He is not ruling out fielding as an independent candidate.
Fine Gael have added Kilrush Town Councillor Marian McMahon Jones to their list of candidates, while fellow Fine Gael Town Councillor Ian Lynch is considering running as an independent, having not been selected by the party at their recent convention.

Councillor Prendeville reflected, “It [running as an independent] is an option but at this stage, I want to get a reaction from the community I represented successfully for 30 years. When the word gets out, it will alert people to the fact that they won’t have somebody, who has represented them for 30 years, to represent them and that experience has been consigned to the litter bin.

“Usually when someone is unsuccessful at convention, the consolation prize is to run independent. But I don’t think that running independent is a panacea for disappointment. What I’m going to do is I will consult for the next six or eight weeks, I will listen to what people say and I will take it from there,” he said.
Councillor Prendeville claimed the late Nelson Mandela wouldn’t have succeeded on Monday if he had been a candidate at the Armada Hotel in Spanish Point.

“Under the PR system if Nelson Mandela, God be good to him, came back to life on Monday night, he wouldn’t have made it onto the ticket. That is a fact. He wouldn’t have got through. You can buy convention. It’s a flawed system. I guarantee you that next year, Fianna Fáil will have less people paying the €20 to register,” he maintained referring to the fact that voters had to pay €20 to register for membership and therefore become entitled to a vote at convention.

On Monday night, Limerick TD Niall Collins, who chaired the convention, said the €20 charge was a talking point.

“We can argue about whether €20 is too much or too little. If it was less, I’d be the first man to argue that you’d have people trying to buy a convention,” Deputy Collins stated.

Meanwhile, Councillor Prendeville is using the late South African president as an inspiration.
“Where do I go? Again I’d quote from Nelson Mandela, who said, ‘judge me not on my successes but rather on the number of times I fall down and struggle to get up on my feet’. I’m at pains to emphasise the disappointment and the hurt that I felt. Not at Monday night because I knew it was a foregone conclusion but at the strategists in Dublin. I understand they were told it was the wrong strategy but yet they decided to go ahead with it. The reason they went ahead with the three-candidate strategy was in the event of one of the outgoing councillors not getting through convention. That would allow Fianna Fáil the luxury of adding them on,” he stated.

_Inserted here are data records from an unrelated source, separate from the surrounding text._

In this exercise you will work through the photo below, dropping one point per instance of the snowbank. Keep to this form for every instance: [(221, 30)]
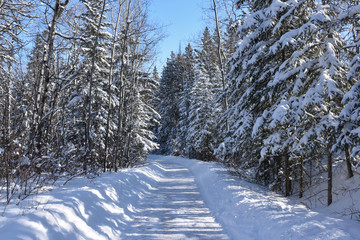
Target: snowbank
[(248, 211), (105, 207)]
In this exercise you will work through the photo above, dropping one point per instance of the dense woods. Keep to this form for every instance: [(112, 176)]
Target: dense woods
[(76, 89), (271, 87), (289, 108)]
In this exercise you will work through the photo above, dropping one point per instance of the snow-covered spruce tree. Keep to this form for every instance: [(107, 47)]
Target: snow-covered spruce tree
[(251, 68), (349, 128), (308, 87), (86, 123), (170, 88), (134, 87), (204, 107), (14, 15), (187, 66), (286, 82)]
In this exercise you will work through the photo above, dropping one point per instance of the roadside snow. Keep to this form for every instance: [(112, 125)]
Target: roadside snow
[(171, 196)]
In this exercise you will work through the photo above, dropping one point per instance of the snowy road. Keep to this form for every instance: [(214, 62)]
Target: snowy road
[(174, 209), (169, 198)]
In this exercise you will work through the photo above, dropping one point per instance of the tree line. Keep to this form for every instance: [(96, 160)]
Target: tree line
[(276, 91), (76, 89)]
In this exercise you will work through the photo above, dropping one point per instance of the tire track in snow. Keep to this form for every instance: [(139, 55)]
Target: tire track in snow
[(174, 209)]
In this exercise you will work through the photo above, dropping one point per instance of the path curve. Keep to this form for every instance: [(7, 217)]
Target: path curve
[(174, 209)]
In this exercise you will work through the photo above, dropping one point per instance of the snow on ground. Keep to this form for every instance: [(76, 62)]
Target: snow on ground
[(170, 198)]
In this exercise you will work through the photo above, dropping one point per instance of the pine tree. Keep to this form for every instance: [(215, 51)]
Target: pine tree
[(187, 66), (204, 107)]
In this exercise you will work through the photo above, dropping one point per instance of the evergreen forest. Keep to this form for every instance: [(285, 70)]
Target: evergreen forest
[(270, 89)]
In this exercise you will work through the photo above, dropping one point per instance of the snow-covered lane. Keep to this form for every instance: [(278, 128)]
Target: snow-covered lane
[(169, 198), (174, 209)]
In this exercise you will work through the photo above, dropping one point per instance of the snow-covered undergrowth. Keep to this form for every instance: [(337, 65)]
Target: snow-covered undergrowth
[(105, 207), (249, 211), (346, 194)]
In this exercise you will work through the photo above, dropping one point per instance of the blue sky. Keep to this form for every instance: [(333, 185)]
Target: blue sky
[(184, 21)]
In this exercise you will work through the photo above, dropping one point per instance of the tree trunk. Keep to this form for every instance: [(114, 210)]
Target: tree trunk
[(329, 156), (287, 176), (222, 70), (301, 191), (348, 161), (90, 80), (45, 72), (112, 60)]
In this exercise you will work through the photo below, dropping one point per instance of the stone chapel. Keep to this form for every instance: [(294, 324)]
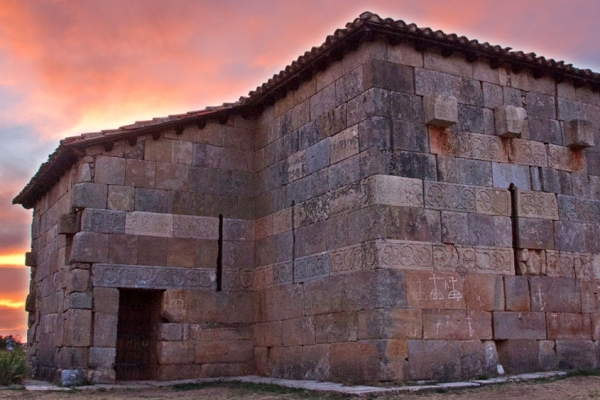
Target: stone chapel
[(396, 204)]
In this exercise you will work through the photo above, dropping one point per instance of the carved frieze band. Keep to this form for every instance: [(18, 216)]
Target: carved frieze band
[(447, 196), (495, 260), (145, 277), (392, 254), (537, 205), (170, 225), (577, 209)]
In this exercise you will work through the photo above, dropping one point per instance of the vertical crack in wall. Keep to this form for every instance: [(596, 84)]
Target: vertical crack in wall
[(293, 205), (220, 256), (514, 223)]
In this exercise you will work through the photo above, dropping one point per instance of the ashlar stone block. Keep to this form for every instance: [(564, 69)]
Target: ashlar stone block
[(579, 133), (537, 205), (457, 324), (509, 120), (440, 110)]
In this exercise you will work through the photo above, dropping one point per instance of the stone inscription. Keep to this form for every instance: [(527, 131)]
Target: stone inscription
[(576, 209), (446, 196), (127, 276), (537, 205), (435, 290), (493, 260)]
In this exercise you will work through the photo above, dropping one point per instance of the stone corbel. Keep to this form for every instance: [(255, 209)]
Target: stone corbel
[(440, 110), (509, 121)]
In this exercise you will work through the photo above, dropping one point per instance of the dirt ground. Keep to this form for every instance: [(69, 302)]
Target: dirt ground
[(554, 389)]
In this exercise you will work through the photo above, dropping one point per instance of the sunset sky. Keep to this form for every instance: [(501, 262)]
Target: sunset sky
[(69, 67)]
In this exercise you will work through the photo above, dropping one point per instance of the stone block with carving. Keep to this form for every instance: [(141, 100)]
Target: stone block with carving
[(509, 121), (457, 324), (440, 110), (579, 133)]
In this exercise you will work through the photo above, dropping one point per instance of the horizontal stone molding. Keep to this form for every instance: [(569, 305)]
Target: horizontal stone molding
[(577, 209), (491, 260), (452, 197), (537, 205), (145, 277), (170, 225)]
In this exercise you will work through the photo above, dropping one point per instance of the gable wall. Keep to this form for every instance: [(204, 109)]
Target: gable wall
[(343, 212)]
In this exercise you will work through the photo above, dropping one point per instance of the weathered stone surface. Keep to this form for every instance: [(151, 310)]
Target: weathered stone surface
[(505, 174), (102, 357), (516, 289), (457, 324), (337, 327), (535, 233), (519, 325), (89, 247), (473, 259), (434, 359), (390, 324), (103, 221), (590, 297), (92, 195), (566, 159), (110, 275), (555, 294), (576, 354), (536, 205), (577, 209), (578, 133), (569, 326), (78, 329), (528, 152), (509, 120), (519, 355), (399, 254), (467, 145), (435, 290), (484, 292), (149, 224), (395, 191), (440, 110)]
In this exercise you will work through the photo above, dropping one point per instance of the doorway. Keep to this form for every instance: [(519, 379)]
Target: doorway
[(139, 316)]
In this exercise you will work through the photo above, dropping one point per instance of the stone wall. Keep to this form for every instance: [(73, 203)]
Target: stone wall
[(400, 215)]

Councillor Prendeville said he noticed an outbreak of nervous tension at the top table at one point during his convention speech.
“When I used the phrase ‘I’m reviewing the situation’ in my speech, that sent tremors across the table. I could see [Deputy] Dooley and all of a sudden he was getting fidgety. He knew exactly what I was talking about. It was amazing to see the reaction afterwards when people were coming up to me and saying ‘well done, that was the finest speech we ever heard. If we had a vote again, we’d give it to you.’ I said ‘lads, it’s not your problem. The problem now lies with Fianna Fáil. They’ve thrown the dice and the dice came out wrong for them, not for me.’ I don’t know how they’re going to repair it. A simple phone call to me isn’t going to do the business,” he predicted.